12th-century thesaurus and dictionary

Asās al-Balāghah ("The Foundation of Eloquence") is a thesaurus and dictionary of figurative speech (Ilm al-Bayan), a branch in Arabic rhetoric authored by Al-Zamakhshari. Zamakhshari authored the work, in part, to reconcile what he viewed as the miraculous nature of the Qur'an with his theological views.

Notable as the earliest fully alphabetical Arabic lexicography, and in addition for the metaphorical content Zamakhshari includes with his literal definitions. Zamakhshari's system lists words in alphabetical order according to the first component of their tri-radical consonant letters to the last.

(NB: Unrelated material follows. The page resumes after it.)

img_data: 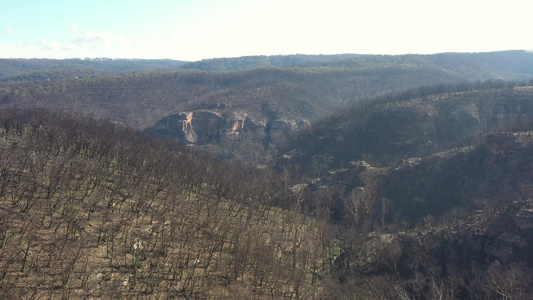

He excludes complicated derived and rare forms, such quadrilaterals and quintilaterals. Zamakhshari's goal was to catalog both the literal and figurative meanings of Arabic words, and he used examples from the Qur'an and hadith for both. He viewed words almost as living organisms that were given life by the way they were used in rhetoric.